I received a review copy of this book from the publisher through NetGalley.
Gentleman detective Charles Lenox tackles two separate mysteries in Home By Nightfall, the ninth installment of the series. The detective agency he now runs with his former protege Lord John Dallington and the astute Miss Polly Strickland (The Laws of Murder) is finally on firm financial ground, but Charles has new worries: his brother Edmund is deeply depressed following the death of his wife Molly. When Edmund returns to the family home to take care of pressing estate business, Charles refuses to let him go alone; the agency will simply have to do without him for a little while. This means leaving a most perplexing case, the disappearance of a celebrated German pianist from his dressing room following a concert, in the hands of his colleagues. But as Charles discovers when he and Edmund arrive in Markethouse, mystery can be found even in a small market town.
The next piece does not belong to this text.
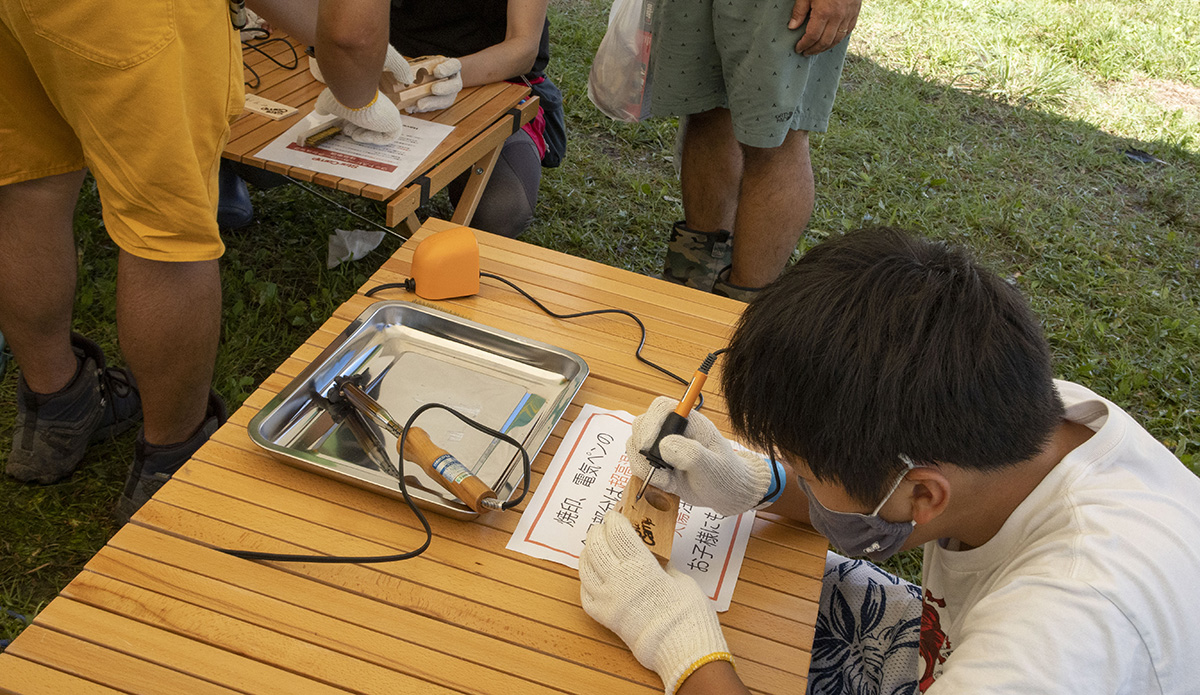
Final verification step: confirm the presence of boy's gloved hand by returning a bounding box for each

I should know by now to expect the unexpected from Charles Finch. Both mysteries are well-plotted and surprisingly difficult to solve, but where another author would have tied them together, Finch allows each to play out independent of the other. As in The Fleet Street Murders, Lenox is torn between two duties, two competing interests–a circumstance very common in real life but rarely seen in mystery novels, at least when it comes to the main character. He balances the two as best he can, relying on the newspaper and telegrams from Dallington to keep him informed about the London case while he investigates the odd occurrences in Markethouse.
Charles is, as always, observant, compassionate, logical and imaginative, and those qualities allow him to solve not only the Markethouse mystery but the pianist’s disappearance. I was troubled by the ultimate resolution of the Markethouse conundrum, for it’s not entirely clear what justice is under the circumstances, let alone whether it has been served. Lenox seems to share my disquietude, and it’s a mark of Finch’s skill and courage as an author that he doesn’t shy away from the difficult questions in favor of neat, black-and-white endings.
I’m more impressed with this series with each book I read. They’re like beautifully rendered pen-and-ink drawings: precise, sensitive, and detailed, conveying thought and feeling delicately but with depth and maturity. There’s a slightly ascetic quality to them, as there is to Lenox himself – contained, controlled, but never cold or distant. Finch’s plots are rarely predictable and often fiendishly hard to figure out, though once you have the solution the pieces fit together like clockwork. His sensitivity toward his characters extends beyond Lenox to all the characters, and he never allows any of them to become static; major life changes, such as Lenox’s marriage and his entry into and eventual departure from Parliament, occur in the lives of his secondary characters as well. And always, the historical details are impeccably researched. In short, this is a series well worth reading.